José Alberto de Carvalho: tributação dos lucros do Google fora de Portugal é “problema gravíssimo”

O coordenador de projectos editoriais do grupo Impresa, Henrique Monteiro, afirmou neste domingo que, embora os jornais tenham mais leitores do que alguma vez tiveram, nunca venderam tão pouco, criticando o “total agnosticismo” das empresas em relação às novas plataformas.

A falar na conferência internacional O Regresso do Jornalismo: A Grande Reportagem na Era Digital, no painel de debate sobre “modelos para o jornalismo digital em Portugal”, Henrique Monteiro resumiu o problema em discussão com a seguinte ideia: “Os jornais nunca tiveram tantos leitores, mas nunca tiveram tão poucas vendas”, disse.

O jornalista, que foi director do semanário Expresso, defendeu que tal acontece porque “existe um total agnosticismo em relação às plataformas [na Internet]”, argumentando que, embora “o fundamental seja o jornalismo”, este “tem de saber adaptar-se às novas realidades”.

Para Henrique Monteiro, os jornais em papel vão ser “cada vez mais de nichos” e o jornalismo digital “vai ser cada vez mais popular”. “Nenhum meio matou os anteriores, os suportes é que são descartáveis. O meio nunca acaba, nunca vão acabar os jornais, mas podem – e vão – ficar configurados de outra forma”, acrescentou.

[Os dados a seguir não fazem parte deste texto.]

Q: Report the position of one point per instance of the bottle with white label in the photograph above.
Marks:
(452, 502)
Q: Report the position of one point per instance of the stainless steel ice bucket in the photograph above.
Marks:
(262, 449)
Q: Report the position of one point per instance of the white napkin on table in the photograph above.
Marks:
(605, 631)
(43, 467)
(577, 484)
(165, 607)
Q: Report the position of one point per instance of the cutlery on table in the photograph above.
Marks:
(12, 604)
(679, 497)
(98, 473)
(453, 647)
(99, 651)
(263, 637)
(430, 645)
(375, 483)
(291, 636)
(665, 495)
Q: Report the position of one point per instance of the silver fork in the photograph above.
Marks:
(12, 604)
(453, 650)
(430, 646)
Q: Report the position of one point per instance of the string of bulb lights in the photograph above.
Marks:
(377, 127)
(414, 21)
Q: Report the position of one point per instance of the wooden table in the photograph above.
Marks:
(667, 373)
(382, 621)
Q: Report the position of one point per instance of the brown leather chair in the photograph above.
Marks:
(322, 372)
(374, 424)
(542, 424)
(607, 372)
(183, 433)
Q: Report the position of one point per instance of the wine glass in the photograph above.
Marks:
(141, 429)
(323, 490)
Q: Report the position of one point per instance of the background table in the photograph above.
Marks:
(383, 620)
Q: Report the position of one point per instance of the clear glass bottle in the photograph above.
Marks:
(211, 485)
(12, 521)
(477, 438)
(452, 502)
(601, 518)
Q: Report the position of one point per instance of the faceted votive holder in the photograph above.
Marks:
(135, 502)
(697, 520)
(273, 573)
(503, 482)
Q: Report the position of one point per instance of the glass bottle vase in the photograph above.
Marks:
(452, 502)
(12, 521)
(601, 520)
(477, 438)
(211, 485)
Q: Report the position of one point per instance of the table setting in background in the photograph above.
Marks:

Para a directora executiva online do PÚBLICO, Simone Duarte, o actual modelo de negócio “está falido”, e hoje “já não se pensa em jornalismo sem pensar em vídeo, móvel e [rede] social”. É preciso que os jornais se assumam como “marcas” e no que essa marca significa na relação com o leitor, defendeu.

De acordo com a Associação Portuguesa para o Controlo de Tiragem e Circulação (APCT), o jornal vende hoje quase 30 mil exemplares por dia, mas o site tem, de acordo com Simone Duarte, 52 mil leitores registados e a página do jornal na rede social Facebook tem 450 mil seguidores, mas “alcança um milhão de pessoas”.

Actualmente, acrescentou a jornalista, o PÚBLICO “fala” com 3 milhões de pessoas por mês: “E a métrica – o tempo que o leitor fica com o jornal – é muito importante. Não importa onde [em que plataforma]”, afirmou.

Na opinião do director de informação da TVI, José Alberto Carvalho, os modelos de financiamento dos media na era digital terão de ser “múltiplos”, uma vez que o velho modelo, em que o preço de capa e a publicidade financiavam o jornal, “morreu”.

Hoje, “vivemos num mundo em que nos sentimos saciados de informação”. A informação, disse o jornalista, “tornou-se banal”, criando uma “falsa ilusão de saciedade”. “A pergunta que acho que deve ser feita é: a sociedade quer mesmo jornalistas? As pessoas valorizam as notícias? Estão dispostas a pagar por elas?”

José Alberto Carvalho afirmou que “o que as empresas jornalísticas estão a fazer, sobretudo em países em crise financeira, é tentar fazer o mesmo com cada vez menos”, considerando que, neste momento, “não há outra discussão no seio das empresas”.

O responsável lamentou ainda que a Google tenha “entre 50 e 70 milhões de euros de lucros por ano com Portugal – com dinheiro retirado do mercado publicitário português – e que este dinheiro seja tributado no Luxemburgo”.

“Que se saiba este dinheiro sai do mercado publicitário português. Acho que isto é um problema gravíssimo. Porque eu não tenho como melhorar as condições de trabalho dos extraordinários jornalistas que trabalham na TVI, porque não consigo convencer os gestores a investir, e não consigo reorganizar a minha redacção para breaking news, agenda e jornalismo distintivo”, concluiu.